Numbers usually connote strength, safety and security. It is for this reason that people in all trades and professions become members of unions. A small membership fee usually meant collective representation for both individual and professional or communal reasons such as increased wages, workload, funding for schools etc. The purpose of belonging to unions is defeated when other members of the union choose to exclude or discriminate a member for entertaining differing opinions, for non-conforming or for being racially diverse. I have heard stories of staff being excluded by few others who slander, manipulate or even coerce others into supporting them to show that they’re influential or that they are popular. Often, unions fail to fulfil their promises about individual representation. Being a federation member for a period of eight to ten years, I have experienced and witnessed alienation or isolation by other members for whatever ulterior motives and hence have failed to see meaning in continuing to be a federation member. Such alienation, may not appear as significant, on the surface level, but is enough to cause an unpleasant, unhealthy environment for any staff and cause unnecessary interference with classroom management and work ethics.  

An individual is very important to an organisation or to the union and this can be elucidated with an analogy. If a single brick is dislodged from a wall of a well-constructed building, the building may not fall apart; however, the strength of the wall is questionable as there is a possibility of moisture and other factors causing damage. The individual is always imperative for any organisation and failure to represent him/her not only leads to unpopularity of the union but also explains why it is becoming powerless against government’s manipulative strategies. Then emerges the question, “What prevents the individual from protesting?” A lack of confidence and trust and probably the realisation that the concern would not be addressed at all could have prevented the victimised from travelling down that alleyway.   

“What remains to be done in the present circumstances?” becomes the crucial question. I see only two alternatives. Either the union take steps to inform the members and its representatives that in supporting such exclusions of staff members they are not upholding the reasons which are the basis on which the union has been founded or exists and that they are not united.
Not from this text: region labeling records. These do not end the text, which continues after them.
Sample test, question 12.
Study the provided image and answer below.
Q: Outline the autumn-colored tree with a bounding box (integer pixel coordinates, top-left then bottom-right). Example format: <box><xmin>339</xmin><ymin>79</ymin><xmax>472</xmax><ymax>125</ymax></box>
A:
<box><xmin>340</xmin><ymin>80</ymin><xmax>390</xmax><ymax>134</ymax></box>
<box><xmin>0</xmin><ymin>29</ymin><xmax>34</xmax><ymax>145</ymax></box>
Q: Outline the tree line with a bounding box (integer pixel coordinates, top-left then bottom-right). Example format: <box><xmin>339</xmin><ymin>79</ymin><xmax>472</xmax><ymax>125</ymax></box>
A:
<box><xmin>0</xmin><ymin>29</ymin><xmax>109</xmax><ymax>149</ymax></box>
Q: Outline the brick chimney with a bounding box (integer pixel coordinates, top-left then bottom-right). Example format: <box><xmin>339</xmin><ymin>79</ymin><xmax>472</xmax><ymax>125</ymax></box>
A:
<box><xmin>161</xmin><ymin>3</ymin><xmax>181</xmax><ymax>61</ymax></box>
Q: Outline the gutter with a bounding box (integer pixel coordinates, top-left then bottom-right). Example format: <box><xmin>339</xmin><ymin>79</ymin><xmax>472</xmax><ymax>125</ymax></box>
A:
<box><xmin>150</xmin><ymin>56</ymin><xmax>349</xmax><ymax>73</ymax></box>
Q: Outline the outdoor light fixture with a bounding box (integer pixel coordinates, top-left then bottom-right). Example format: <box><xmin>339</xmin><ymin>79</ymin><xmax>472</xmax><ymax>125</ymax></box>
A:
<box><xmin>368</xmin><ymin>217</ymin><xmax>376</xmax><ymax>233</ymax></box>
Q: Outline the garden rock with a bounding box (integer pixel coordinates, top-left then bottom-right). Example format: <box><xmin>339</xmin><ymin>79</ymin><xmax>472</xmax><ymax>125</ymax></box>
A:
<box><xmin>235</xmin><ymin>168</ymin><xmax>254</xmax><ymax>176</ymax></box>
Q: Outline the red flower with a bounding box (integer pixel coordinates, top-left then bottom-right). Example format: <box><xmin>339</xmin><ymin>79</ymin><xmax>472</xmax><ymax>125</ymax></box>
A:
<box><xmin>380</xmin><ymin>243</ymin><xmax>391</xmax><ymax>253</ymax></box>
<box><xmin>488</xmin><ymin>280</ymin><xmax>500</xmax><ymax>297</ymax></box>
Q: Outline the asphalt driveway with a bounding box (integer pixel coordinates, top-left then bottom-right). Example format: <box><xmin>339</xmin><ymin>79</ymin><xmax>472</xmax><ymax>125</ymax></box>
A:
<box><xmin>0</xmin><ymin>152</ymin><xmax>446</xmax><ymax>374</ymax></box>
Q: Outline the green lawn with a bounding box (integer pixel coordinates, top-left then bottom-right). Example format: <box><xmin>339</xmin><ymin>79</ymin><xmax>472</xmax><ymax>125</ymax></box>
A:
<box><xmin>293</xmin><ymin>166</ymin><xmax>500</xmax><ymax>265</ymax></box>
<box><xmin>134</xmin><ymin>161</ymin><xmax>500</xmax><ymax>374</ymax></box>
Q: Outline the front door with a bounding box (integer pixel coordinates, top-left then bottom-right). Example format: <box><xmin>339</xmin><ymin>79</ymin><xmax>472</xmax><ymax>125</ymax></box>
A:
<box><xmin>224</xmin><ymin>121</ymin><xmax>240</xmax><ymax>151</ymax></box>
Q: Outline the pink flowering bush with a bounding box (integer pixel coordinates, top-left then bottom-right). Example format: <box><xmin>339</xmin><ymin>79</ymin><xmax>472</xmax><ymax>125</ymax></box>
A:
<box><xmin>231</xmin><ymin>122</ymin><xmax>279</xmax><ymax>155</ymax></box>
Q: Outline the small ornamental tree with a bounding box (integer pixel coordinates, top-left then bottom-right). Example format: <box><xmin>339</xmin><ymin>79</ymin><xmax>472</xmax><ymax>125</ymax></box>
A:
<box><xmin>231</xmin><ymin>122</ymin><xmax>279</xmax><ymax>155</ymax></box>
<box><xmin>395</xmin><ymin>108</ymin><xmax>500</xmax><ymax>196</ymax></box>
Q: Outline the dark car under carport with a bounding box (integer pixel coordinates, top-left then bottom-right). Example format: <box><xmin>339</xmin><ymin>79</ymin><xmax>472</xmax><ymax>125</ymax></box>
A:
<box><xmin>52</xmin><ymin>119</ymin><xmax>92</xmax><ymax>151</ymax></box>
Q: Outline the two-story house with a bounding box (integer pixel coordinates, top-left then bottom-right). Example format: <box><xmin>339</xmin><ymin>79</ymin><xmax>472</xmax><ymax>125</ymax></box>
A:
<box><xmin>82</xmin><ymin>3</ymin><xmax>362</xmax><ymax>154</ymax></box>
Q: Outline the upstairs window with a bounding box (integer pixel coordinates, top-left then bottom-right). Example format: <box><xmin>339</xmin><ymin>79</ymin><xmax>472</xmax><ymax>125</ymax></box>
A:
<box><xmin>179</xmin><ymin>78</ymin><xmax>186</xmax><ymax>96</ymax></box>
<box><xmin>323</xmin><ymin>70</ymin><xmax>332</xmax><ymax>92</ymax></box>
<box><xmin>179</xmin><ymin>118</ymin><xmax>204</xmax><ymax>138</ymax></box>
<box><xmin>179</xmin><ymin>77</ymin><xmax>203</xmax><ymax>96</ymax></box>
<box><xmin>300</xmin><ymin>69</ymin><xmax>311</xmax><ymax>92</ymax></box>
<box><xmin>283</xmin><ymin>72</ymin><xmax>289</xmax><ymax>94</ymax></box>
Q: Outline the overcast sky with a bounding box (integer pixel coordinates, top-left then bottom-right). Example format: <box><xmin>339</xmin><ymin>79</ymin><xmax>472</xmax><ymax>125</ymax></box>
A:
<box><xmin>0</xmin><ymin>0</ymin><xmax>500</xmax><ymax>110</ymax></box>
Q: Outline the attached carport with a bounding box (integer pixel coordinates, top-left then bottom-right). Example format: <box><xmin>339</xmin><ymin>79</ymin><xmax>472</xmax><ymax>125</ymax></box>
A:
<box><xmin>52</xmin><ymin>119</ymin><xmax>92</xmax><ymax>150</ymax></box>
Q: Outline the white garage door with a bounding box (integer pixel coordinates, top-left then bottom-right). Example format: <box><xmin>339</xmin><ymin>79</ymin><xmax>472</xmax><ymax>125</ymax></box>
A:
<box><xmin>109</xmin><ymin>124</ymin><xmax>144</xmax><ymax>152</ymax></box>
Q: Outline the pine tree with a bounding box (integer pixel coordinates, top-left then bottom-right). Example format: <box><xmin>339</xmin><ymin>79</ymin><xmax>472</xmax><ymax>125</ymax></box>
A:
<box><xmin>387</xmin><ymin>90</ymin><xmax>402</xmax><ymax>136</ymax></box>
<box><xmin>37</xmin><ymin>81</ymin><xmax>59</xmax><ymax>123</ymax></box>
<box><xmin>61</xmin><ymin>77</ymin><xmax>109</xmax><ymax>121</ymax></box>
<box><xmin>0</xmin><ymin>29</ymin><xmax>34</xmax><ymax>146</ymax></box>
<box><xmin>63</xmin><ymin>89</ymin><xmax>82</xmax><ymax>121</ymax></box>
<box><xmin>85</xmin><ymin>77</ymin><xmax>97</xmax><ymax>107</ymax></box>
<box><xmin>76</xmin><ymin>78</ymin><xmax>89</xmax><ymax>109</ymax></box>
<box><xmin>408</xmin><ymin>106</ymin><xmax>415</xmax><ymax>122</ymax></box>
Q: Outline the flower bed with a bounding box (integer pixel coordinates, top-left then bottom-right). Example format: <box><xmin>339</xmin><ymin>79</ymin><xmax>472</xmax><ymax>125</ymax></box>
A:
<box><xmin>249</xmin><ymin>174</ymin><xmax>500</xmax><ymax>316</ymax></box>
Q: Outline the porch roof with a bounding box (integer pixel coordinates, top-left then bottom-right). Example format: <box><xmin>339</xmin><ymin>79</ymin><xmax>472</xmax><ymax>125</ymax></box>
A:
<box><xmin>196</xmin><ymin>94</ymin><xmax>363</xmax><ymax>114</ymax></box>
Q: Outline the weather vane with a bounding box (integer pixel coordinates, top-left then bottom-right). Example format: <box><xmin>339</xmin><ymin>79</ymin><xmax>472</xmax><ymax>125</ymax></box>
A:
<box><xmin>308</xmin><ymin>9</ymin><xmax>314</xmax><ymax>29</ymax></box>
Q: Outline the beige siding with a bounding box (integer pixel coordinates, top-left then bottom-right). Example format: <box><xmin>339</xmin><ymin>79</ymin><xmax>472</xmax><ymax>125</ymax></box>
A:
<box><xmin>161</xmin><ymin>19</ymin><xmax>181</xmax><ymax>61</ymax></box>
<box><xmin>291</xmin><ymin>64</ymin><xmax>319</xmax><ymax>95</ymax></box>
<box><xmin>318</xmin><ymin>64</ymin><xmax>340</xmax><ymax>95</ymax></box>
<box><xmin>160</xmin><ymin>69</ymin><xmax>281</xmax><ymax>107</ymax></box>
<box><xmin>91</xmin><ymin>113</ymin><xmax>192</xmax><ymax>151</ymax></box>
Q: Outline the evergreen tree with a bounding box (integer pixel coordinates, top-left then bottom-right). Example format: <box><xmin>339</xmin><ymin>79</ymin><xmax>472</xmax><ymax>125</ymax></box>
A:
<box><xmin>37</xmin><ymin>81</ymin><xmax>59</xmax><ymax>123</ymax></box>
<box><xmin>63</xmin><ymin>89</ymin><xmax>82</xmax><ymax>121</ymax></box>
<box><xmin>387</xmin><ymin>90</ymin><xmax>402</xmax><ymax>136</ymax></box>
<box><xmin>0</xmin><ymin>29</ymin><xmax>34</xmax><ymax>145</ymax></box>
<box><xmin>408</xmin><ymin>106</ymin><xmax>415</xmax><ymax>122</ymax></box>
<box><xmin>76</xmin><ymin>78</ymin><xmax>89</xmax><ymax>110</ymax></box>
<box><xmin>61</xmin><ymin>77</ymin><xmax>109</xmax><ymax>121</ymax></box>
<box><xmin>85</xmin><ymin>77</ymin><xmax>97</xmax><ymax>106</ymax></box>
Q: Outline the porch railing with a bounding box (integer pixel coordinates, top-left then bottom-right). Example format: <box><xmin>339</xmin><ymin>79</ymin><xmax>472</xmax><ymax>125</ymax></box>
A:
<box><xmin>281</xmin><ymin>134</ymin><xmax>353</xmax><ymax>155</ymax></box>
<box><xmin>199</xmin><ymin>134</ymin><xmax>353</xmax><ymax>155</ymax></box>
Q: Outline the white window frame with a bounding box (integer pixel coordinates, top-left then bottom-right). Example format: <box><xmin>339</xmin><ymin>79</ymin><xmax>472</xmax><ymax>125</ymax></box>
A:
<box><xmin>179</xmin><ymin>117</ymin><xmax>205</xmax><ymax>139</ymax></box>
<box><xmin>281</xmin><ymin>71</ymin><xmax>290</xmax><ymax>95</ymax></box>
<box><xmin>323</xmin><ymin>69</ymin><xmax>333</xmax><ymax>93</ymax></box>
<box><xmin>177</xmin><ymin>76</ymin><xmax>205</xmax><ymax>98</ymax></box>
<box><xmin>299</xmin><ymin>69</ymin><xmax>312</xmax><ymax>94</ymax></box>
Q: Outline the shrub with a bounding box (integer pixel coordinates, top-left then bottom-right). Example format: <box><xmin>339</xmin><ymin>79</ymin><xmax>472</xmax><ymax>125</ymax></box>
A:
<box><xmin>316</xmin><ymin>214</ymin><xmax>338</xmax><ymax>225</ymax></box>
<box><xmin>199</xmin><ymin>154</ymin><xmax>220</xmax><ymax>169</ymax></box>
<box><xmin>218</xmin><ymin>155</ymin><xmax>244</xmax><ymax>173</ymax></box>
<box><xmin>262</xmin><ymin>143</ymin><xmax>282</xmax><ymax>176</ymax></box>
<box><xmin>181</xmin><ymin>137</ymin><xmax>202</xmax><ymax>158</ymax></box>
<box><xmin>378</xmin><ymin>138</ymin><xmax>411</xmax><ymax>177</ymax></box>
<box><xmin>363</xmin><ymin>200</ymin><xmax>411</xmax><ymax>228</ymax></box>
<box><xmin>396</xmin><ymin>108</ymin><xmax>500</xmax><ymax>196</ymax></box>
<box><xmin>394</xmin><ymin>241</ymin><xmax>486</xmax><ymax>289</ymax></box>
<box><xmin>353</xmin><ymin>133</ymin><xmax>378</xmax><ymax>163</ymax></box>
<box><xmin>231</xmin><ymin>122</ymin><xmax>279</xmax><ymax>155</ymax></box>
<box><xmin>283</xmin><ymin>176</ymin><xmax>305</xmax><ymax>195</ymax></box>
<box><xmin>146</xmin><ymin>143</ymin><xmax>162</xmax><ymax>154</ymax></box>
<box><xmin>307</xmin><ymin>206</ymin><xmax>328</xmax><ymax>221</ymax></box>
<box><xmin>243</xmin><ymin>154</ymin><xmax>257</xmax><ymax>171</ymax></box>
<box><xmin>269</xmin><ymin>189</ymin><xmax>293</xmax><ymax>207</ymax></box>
Or having failed to represent the individual, the union should then consider refunding the fees that he/she has paid them as a member for the duration of 8-10 years as I am strong in my conviction that he/she did not deserve to be treated in an unjust manner.

There is every possibility that the second alternative could be regarded as far-fetched and hilarious, however, on serious reflection, you may be able to see the violation of union rules at the heart of this reflection and the union’s fall.